We do not speak Spanish well, but we are all taking daily classes and trying to learn the language. It's been very hard for us (of course it has only been a week an I'm sure it will get better when our Spanish improves.) But I feel lost, and my kids are really having a very hard time. Can anyone suggest kid friendly places to go around here? I would love to find a pool or family friendly gym that we can swim at. We live near Miguel Angel de Quevedo and Melchor Ocampor.

Thanks for any advice,
Anna


----------



## tanderson0o (Aug 30, 2009)

For kids, check out Kidzania in the mall in Santa Fe as well as Papalote in Chapultapec Park. You can google both of them for locations and details. There is also a Six Flags park in south Mexico City that is similar to the parks in the US.


----------



## annaetal (Jan 3, 2009)

Thanks. We have been to some of these places.
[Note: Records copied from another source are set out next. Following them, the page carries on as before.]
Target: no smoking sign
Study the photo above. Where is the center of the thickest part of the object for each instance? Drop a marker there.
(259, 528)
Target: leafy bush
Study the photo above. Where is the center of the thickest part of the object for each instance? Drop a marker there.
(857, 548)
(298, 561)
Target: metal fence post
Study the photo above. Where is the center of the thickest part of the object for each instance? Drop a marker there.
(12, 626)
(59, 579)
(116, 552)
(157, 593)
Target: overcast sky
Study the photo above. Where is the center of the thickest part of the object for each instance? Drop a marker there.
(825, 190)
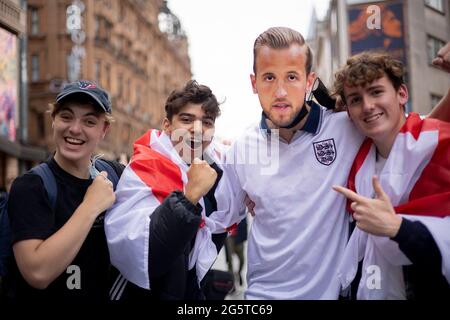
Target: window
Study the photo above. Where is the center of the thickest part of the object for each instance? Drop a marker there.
(34, 68)
(34, 21)
(120, 85)
(437, 5)
(97, 71)
(97, 27)
(40, 119)
(434, 100)
(138, 97)
(108, 76)
(433, 45)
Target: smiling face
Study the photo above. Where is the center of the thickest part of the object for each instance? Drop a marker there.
(191, 131)
(377, 109)
(77, 129)
(281, 81)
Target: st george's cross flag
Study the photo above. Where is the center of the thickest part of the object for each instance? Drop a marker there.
(416, 177)
(154, 171)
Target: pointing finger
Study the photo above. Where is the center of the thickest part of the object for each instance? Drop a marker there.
(349, 193)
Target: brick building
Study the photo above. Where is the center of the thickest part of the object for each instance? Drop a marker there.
(118, 44)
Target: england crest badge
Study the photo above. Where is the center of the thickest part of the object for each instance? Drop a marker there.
(325, 151)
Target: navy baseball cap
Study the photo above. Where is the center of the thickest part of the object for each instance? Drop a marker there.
(89, 88)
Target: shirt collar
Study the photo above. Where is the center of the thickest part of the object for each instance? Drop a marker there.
(311, 125)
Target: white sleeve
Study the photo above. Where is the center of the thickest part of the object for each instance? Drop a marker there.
(229, 196)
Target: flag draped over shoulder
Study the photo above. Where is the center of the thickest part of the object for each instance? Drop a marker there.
(154, 171)
(416, 177)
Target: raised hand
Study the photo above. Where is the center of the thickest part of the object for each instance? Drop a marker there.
(375, 216)
(201, 178)
(100, 194)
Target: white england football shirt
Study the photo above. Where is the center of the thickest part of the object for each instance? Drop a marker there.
(301, 227)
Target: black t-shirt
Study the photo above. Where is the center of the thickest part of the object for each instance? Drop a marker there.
(32, 217)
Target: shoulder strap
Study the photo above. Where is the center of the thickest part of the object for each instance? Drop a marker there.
(43, 170)
(103, 165)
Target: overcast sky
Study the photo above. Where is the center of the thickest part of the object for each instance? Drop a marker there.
(221, 35)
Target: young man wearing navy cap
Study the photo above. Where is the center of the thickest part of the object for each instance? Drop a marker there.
(60, 248)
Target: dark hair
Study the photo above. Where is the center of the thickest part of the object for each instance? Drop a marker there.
(282, 38)
(192, 93)
(366, 67)
(80, 99)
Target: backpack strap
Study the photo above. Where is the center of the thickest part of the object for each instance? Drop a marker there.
(103, 165)
(43, 171)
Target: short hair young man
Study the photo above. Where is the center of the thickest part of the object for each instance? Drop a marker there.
(299, 233)
(60, 249)
(156, 229)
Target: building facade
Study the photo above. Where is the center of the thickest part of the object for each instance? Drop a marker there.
(411, 30)
(116, 43)
(14, 151)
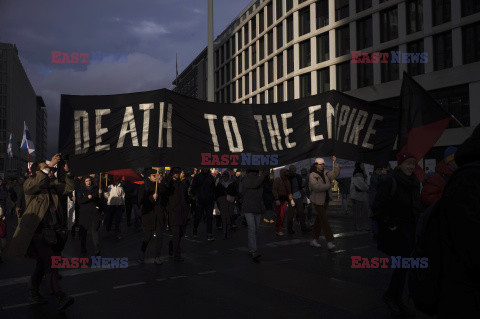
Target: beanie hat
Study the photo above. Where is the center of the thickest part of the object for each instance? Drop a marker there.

Chapultapec is fabulous we've gone to Papalote and the Zoo, and there still is so much more to discover there!! However it's far from where we live, so we have not gone as much as we would like too. We have not gone to Santa Fe yet, we should try that! 
Still have not met any other families here and the kids are lonesome, but now that school is out hopefully there will be more kids around? If anyone can suggest kid friendly places close to Coyoacan I would love to hear them!
We are now halfway through our adventure here. If anyone is interested I've been keeping a blog about our time here. Thanks again for the advice.


----------



## RVGRINGO (May 16, 2007)

Welcome to the forum. I see you are already getting some help from others in your area.


----------